Friday, March 7, 2008

Janet Davies' "A Pocket Guide to the Welsh Language": Book Review

This little guide's only 125 pages of text, but packs an impressive amount of material into its compact size. Part of the U. of Wales Press series, it introduces you to the history of the language more than its features. The first chapter on its origins takes but ten pages, while "The Changing Fortunes of the Language" narrates its growth, flourishing, and shifting into modern times over sixty pages. The state of the current (as of 1999) language takes about the same space, and a short chapter comparing Welsh with 'other Non-state Languages in Europe" densely gives lots of facts in less than ten pages. Finally, "A Note on the Characteristics of Welsh" in a few pages gives only a hint of what I would have wished much more about: how the language works, not as a grammatical overview but a look at its distinguishing features.

Still, given the editorial constraints which undoubtably kept this a pocket guide, Davies manages to express her interest in this ancient language with erudition, insight, and control. Illustrations and charts break up the text; I found many of the latter helpful in visualizing the linguistic points. Maps also assist understanding of dialectal features and where speakers lived yesterday and at present.

A couple of examples of her comments demonstrate Davies' ability to transcend a dutiful recital of statistics, names, and locations. In the 1920s, for example, bus routes linked far-off places to tourists, and cars also began to enable Anglophones to enter where none may have gone so distantly before. "Remote villages where no language but Welsh had been heard for fifteen centuries, now resounded in summer for English visitors." (62)

As for Plaid Cymru's campaign to conserve Welsh Wales, she sees contradictions in preserving Welsh-speaking communities that need "economic infrastructure" to survive. If Plaid (judging from her perspective ten years ago) appeals more to the minority constituency, this may strengthen the language at the expense of the party's contraction from a wider national influence, so "it will be unable to become the party of Wales as a whole." (110) Davies guardedly holds optimism in the language's holding pattern, and its growth in schools, but fairly indicates its decline as a communal language in many places where it once dominated. On the other hand, unique to Celtic languages, Cardiff represents an urban enclave of speakers, and in such developments Davies sees hope for the future.

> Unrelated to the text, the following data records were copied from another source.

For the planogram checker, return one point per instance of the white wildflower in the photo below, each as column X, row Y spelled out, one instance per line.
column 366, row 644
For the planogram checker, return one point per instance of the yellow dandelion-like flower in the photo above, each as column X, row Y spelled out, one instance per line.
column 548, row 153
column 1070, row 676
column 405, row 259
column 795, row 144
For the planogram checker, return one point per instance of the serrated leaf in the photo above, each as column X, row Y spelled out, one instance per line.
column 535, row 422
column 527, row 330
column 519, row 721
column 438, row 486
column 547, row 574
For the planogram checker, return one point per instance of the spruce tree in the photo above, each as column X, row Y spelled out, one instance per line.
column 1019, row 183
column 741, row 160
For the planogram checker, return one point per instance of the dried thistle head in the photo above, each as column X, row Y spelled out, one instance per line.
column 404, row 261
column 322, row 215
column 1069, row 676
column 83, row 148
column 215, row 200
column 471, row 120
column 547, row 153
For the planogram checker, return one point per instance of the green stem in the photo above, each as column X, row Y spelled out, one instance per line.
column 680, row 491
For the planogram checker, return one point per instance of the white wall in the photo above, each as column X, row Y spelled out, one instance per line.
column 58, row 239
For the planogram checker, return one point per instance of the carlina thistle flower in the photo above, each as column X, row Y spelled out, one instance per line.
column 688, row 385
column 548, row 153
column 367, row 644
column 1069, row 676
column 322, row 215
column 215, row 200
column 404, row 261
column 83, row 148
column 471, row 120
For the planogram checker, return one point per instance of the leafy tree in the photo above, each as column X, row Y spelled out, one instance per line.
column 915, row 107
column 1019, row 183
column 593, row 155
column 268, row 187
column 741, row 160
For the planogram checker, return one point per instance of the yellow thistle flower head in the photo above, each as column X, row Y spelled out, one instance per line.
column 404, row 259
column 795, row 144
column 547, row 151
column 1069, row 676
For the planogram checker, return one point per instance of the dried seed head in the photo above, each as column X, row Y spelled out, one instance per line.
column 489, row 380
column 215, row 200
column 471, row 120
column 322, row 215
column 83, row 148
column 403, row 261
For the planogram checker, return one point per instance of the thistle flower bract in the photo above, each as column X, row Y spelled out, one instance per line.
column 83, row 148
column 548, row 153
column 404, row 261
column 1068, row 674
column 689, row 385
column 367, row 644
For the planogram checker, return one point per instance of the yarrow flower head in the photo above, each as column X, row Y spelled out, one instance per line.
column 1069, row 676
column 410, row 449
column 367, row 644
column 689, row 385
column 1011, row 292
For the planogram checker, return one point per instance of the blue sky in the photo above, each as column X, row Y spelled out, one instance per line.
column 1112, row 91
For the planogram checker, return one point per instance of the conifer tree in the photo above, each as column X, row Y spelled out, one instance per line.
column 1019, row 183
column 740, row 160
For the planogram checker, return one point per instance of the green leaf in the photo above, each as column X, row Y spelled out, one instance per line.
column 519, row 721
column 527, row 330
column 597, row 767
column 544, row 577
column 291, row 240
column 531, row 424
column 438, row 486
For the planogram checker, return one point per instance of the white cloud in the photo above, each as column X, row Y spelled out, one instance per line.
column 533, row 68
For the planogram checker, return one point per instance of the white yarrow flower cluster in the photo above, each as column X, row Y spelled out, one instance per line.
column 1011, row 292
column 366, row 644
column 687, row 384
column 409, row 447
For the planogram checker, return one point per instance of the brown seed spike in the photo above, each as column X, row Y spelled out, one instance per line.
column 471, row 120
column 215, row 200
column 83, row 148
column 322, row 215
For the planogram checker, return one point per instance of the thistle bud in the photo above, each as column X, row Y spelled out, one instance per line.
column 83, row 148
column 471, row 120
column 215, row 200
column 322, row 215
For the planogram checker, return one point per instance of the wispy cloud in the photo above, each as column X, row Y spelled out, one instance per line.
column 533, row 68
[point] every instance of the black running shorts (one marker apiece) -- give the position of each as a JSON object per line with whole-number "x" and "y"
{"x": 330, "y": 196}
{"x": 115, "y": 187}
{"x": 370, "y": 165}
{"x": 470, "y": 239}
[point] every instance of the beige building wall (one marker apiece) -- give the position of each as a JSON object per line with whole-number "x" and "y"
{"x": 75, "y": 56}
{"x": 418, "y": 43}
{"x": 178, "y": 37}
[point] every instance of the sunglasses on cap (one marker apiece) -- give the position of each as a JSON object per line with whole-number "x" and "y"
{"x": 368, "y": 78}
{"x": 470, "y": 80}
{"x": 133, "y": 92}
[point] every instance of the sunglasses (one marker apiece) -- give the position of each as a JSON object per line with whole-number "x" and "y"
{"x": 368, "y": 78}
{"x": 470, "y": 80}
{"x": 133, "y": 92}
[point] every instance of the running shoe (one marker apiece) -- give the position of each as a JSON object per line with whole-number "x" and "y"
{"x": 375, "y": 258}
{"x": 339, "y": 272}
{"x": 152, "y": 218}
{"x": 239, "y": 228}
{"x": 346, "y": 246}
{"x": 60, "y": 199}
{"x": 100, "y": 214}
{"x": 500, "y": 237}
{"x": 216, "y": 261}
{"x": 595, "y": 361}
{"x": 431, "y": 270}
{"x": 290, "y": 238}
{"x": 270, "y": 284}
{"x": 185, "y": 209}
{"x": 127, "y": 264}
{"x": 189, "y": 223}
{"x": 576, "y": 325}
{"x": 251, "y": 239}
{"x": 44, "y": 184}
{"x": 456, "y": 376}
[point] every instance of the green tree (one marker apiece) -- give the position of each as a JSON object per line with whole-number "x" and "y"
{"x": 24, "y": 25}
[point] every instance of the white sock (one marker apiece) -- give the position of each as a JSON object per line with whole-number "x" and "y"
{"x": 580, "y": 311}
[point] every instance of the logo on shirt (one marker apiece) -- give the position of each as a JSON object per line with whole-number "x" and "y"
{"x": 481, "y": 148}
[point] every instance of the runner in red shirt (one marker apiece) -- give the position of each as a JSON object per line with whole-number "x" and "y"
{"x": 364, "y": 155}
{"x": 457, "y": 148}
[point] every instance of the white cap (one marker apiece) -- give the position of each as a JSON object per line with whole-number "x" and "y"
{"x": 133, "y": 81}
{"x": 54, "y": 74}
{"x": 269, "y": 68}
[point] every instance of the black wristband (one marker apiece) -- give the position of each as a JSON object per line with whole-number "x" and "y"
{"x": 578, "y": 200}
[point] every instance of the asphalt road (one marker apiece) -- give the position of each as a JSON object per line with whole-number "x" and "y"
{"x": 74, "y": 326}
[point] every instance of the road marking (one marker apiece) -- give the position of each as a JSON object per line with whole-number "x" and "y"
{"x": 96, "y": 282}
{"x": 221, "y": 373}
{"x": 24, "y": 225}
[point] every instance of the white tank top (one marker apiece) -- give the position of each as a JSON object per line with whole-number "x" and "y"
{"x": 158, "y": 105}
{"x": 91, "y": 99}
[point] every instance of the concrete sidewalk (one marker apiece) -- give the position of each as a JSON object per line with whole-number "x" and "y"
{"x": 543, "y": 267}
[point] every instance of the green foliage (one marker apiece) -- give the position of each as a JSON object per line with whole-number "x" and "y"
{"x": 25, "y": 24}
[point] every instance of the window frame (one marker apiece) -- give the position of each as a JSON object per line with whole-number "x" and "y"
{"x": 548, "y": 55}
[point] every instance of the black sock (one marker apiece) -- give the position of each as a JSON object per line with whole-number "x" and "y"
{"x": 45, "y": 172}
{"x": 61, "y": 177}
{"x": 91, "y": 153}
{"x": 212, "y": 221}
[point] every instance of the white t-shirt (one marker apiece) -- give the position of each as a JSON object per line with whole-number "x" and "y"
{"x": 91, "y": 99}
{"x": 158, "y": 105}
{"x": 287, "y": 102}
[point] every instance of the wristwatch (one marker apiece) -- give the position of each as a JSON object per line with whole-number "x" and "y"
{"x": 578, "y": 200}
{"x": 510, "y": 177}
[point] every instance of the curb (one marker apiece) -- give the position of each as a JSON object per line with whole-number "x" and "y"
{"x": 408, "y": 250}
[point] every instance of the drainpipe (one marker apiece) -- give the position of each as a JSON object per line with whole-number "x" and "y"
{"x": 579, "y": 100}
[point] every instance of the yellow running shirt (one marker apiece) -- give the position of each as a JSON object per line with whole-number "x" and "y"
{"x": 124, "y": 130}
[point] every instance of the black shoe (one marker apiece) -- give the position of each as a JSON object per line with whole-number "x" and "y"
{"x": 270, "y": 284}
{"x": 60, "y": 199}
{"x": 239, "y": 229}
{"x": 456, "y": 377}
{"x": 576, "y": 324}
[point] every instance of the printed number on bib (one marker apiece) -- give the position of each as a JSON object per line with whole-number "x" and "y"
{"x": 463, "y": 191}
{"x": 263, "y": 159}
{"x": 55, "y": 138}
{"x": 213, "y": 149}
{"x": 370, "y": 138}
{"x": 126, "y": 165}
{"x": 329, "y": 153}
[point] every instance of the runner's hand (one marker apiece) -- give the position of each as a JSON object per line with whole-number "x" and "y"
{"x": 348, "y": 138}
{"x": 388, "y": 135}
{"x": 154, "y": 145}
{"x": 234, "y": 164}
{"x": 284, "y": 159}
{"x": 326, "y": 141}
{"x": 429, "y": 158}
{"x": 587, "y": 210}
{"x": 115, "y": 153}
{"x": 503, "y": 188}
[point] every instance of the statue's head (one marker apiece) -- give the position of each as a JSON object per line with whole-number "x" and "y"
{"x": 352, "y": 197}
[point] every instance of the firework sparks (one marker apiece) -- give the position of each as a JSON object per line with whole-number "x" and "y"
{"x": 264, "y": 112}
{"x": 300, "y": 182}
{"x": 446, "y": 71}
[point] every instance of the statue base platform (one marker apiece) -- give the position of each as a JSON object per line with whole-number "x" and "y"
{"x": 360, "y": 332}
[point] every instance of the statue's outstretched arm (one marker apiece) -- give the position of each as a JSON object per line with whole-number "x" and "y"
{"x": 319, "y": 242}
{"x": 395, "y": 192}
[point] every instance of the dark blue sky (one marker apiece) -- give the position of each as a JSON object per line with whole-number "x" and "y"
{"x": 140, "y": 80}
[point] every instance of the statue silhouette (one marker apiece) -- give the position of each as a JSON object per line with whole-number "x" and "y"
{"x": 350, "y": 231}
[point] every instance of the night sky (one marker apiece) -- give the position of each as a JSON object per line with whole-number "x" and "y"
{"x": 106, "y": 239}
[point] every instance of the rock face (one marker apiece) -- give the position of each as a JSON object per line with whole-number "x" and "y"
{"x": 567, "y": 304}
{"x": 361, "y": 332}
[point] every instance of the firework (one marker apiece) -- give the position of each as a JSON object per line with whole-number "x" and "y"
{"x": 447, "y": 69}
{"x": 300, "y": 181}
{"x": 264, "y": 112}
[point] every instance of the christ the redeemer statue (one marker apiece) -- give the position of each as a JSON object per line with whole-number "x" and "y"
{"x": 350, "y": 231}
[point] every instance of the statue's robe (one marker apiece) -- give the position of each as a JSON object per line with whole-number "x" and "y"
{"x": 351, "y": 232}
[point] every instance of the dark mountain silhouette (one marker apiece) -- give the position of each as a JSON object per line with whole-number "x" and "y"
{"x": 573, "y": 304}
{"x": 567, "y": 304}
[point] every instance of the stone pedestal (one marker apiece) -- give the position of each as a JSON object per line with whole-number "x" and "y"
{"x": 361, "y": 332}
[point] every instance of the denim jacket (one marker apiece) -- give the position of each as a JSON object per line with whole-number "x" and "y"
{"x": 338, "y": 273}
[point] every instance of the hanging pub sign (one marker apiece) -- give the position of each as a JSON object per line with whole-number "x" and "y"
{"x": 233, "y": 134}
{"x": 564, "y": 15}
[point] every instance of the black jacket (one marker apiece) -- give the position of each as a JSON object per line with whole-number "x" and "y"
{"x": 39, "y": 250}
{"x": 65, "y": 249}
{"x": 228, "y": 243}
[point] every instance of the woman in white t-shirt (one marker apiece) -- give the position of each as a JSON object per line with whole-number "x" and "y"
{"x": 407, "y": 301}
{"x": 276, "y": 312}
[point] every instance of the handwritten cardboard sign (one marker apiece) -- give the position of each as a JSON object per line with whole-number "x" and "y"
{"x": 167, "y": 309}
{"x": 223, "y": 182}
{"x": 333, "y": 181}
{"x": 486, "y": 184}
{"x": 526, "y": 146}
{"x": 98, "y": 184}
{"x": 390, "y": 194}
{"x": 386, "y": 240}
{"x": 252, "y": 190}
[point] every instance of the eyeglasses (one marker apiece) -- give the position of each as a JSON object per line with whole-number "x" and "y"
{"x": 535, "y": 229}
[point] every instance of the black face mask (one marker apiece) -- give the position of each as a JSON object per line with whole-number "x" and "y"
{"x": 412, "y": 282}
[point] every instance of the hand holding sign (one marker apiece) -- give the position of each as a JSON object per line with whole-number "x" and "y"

Finally, as her preface and afterword eloquently if briefly describe, Davies knows what it's like to be curious about the language while remaining on the outside looking, or hearing, in. As no book seemed to give an overview for such curious readers, she wrote one. "Wanting to read a book is the best reason for writing one." (viii) As an adult learner of Cymraeg, Davies convinces you of what she concludes is its characteristic as a "life-enhancing" emblem of culture and knowledge.

[Review posted to Amazon US today.]

Image (reproduced on cover): "Y Wyddor" (The Alphabet) ca. 1900, T.C. Evans."Y Wyddor"

1 comment:

Bo said...

Yes, it's a good little book and I enjoyed this review. Thanks for posting it! Enjoying your bits in Irish too.